There is nothing that says everyone has to like hunting deer with a gun. If you don't like it the answer is simple. Do something else that time. We have been doing gun week for decades and the deer population is still continuing to grow so nobody needs to worry that they are shooting all of your deer.

I find it quite an elitist attitude to sit here and criticize the gunners saying that they are doing it all wrong. I do mostly archery hunting but I do enjoy going out with the gun at times. I find nothing wrong with that method. Is it easier? Certainly. But why is that wrong? Some people like to paint with a broad brush when describing what they call slob hunters, orange brigade, etc. No doubt there are a few who don't deserve to have a gun and be in the woods but the largest majority of the guys are safe and law abiding.
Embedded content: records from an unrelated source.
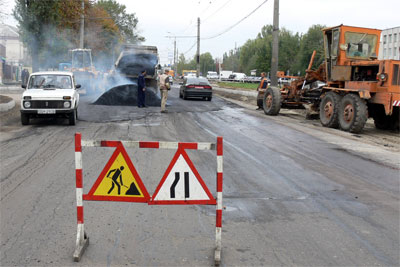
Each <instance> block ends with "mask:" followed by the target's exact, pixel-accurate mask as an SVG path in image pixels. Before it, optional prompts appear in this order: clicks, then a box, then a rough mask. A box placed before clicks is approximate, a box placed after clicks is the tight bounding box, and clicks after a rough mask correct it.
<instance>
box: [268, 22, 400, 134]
mask: <svg viewBox="0 0 400 267" xmlns="http://www.w3.org/2000/svg"><path fill="white" fill-rule="evenodd" d="M322 31H323V36H324V51H325V55H324V59H325V60H324V62H323V63H322V64H321V65H320V66H319V67H318V69H316V70H312V69H311V66H312V63H313V59H314V55H315V52H314V53H313V56H312V58H311V61H310V64H309V66H308V69H307V70H306V75H305V76H304V77H300V78H297V79H295V80H294V81H292V82H291V84H290V85H284V86H283V87H282V88H278V87H269V88H268V89H267V90H266V91H265V93H264V94H263V109H264V112H265V114H267V115H277V114H278V113H279V111H280V108H281V107H291V108H296V107H298V108H303V107H304V106H307V107H309V108H310V110H312V111H316V112H317V113H319V119H320V122H321V124H322V125H323V126H325V127H331V128H340V129H341V130H343V131H348V132H352V133H360V132H361V131H362V130H363V128H364V126H365V124H366V121H367V119H368V118H369V117H372V118H373V119H374V123H375V127H376V128H378V129H398V128H399V106H400V61H399V60H378V59H377V58H378V57H377V55H378V51H379V41H380V35H381V30H378V29H369V28H361V27H353V26H345V25H339V26H335V27H331V28H325V29H323V30H322ZM316 81H320V82H322V83H323V85H322V86H316V87H315V86H312V85H313V84H315V82H316Z"/></svg>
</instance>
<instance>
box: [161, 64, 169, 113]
mask: <svg viewBox="0 0 400 267" xmlns="http://www.w3.org/2000/svg"><path fill="white" fill-rule="evenodd" d="M168 73H169V71H168V70H165V72H164V74H162V75H161V76H160V92H161V113H167V112H168V110H166V109H165V105H166V103H167V98H168V90H169V88H168V87H167V84H166V83H168V84H169V76H168ZM167 79H168V80H167Z"/></svg>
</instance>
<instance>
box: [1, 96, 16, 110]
mask: <svg viewBox="0 0 400 267" xmlns="http://www.w3.org/2000/svg"><path fill="white" fill-rule="evenodd" d="M3 97H6V96H3ZM7 98H9V97H7ZM14 107H15V101H14V99H12V98H10V101H8V102H7V103H0V112H6V111H9V110H10V109H12V108H14Z"/></svg>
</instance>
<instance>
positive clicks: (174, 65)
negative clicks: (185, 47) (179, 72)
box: [173, 37, 176, 71]
mask: <svg viewBox="0 0 400 267" xmlns="http://www.w3.org/2000/svg"><path fill="white" fill-rule="evenodd" d="M175 68H176V37H175V39H174V67H173V70H174V71H176V70H175Z"/></svg>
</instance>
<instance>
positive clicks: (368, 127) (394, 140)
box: [214, 87, 400, 167]
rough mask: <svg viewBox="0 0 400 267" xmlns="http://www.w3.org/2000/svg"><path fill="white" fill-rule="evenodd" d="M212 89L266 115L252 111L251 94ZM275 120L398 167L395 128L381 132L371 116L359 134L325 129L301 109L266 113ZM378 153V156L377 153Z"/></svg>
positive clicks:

If you are going to complain about them then you better give due time to those who venture out during archery season and break laws. I know plenty stories of gut shot deer, trespassers, Bambi killers, etc. that come from archery season.

I will continue to be primarily an archery hunter because that is how I really truly enjoy hunting. But I say to each his own. The only gun hunters that I have a problem with is when they start endangering me or trespassing on my property.

So in the end I will just ask this simple question. "Why can't we all just get along?"


----------



## wildman (Sep 3, 2008)

>>>>>>>>>>>>>>>> Very Well Put!!!!!! <<<<<<<<<<<<<<<<<<<<<


----------



## Bonemann (Jan 28, 2008)

During bow season, I hunt with a bow.

During gun season, I hunt with a shotgun.

During muzzle loading season, I hunt with a muzzle loader.

If they had bazooka or machine gun season, I would hunt with those.

I don't make the rules but I do play by them.

I do understand that this is the season for wishes so I hope that every
one's wishes come true.


----------



## elkhtr (Oct 23, 2006)

I used to really enjoy muzzleloader season when it was a week long. It also seemed to be effective in helping to manage the deer numbers. the smokepolers get shorted more than anyone else. I would like to see the extra weekend of gun stopped and the muzzleloader season expanded again. There were a fair number of hunters in the woods, without it being a zoo. Now it seems more crowded/crazy because it is only a few days long.


----------



## wannabe (Dec 24, 2007)

How could smokepolers be shorted when they can use them during gun season?Seems maybe the gun hunters are shorted. Lets make it so everyone who wants to hunt has to pass a accuracy test. Then we will see how many people get to hunt.


----------